The last idea I have goes with everything I have discussed so far. Either with orthogonalization or parallelization so far its been all or nothing. But I think maybe it makes sense to only orthogonalize like 80% or 90% of the way so it still has some idea of a refusal concept. But not enough to compel it to refuse, this may help with it's internal reasoning abilities for benchmarking. And the same thing goes for parallelization, I don't necessarily to respond 100% emotional or 100% sterile emotionless, but be able to control the percentage of emotion and tune it up and down as I please (I think I saw this in one of those AI type movies a few months ago, some dude on a space ship with his AI wanna-be girlfriend and hes just playing around with her attributes). Anyway, in one of the methods that my method is based off of, the one where a new layer is inserted between each existing layer to hook the hidden_states and do refusal mitigation through that means. It would be cooler if we could hook these inserted layers to control multiple features at the same time. Turn down emotion 50% and turn up code 75% for the next response, maybe turn up creativity or turn it down depending on what we are trying to do. These inserted layers could perform all these "filters" in a stacked manner before proceeding to processing the next layer. With my method, it patches the model itself which is nice because it keeps compatibility with existing libraries yadda yadda, but there is some potential to the inserted "filter" layers method that I would like to explore.
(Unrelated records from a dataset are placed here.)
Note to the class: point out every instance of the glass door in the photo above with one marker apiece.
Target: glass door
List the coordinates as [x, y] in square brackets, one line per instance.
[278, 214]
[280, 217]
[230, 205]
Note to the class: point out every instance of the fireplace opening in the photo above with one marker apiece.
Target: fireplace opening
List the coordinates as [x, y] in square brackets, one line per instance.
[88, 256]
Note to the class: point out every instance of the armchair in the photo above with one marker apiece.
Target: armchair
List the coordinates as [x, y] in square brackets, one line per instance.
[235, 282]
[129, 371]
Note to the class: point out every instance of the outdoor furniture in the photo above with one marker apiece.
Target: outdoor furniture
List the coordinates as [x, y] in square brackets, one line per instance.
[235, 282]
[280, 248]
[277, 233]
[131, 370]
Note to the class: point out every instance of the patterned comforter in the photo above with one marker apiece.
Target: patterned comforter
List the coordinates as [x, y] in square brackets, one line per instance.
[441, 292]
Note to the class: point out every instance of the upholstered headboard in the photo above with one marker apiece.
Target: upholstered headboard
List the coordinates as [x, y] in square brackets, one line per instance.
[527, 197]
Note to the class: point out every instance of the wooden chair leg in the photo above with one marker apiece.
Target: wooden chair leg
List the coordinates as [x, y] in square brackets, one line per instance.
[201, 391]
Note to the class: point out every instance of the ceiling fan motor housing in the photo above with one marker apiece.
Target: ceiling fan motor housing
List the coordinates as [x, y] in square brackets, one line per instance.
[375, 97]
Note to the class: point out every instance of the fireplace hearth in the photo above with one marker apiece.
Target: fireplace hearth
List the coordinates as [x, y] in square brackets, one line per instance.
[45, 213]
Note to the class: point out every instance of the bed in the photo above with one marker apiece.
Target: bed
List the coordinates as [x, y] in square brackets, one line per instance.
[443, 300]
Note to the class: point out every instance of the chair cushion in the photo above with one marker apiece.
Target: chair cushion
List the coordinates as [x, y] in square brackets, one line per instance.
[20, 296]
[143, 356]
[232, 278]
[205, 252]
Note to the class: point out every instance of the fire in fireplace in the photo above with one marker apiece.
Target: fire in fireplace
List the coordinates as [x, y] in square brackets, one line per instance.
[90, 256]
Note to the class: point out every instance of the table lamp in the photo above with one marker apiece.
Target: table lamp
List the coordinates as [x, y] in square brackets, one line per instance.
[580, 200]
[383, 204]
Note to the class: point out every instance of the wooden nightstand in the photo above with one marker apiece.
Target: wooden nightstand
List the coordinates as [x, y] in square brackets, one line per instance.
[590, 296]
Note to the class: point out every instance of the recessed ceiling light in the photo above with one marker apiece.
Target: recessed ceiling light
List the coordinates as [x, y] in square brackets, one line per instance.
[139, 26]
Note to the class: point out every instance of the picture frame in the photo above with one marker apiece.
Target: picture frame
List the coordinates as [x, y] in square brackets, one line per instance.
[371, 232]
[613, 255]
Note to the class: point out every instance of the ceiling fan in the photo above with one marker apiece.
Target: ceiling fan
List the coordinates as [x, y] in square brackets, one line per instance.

So yeah, there's always more that can be done so there is a couple of the ideas that have been floating around my noggin. Feel free to explore where-ever you like and keep me updated, I may be able to point you in the right direction vector :)
Edit: Tested in Chinese, it works fine as predicted.
Happy hunting.
@byroneverson
I just wanted to thank you for this amazing write-up, it's truly very helpful, insightful and I really appreciate it.
Apologies for the extremely late reply.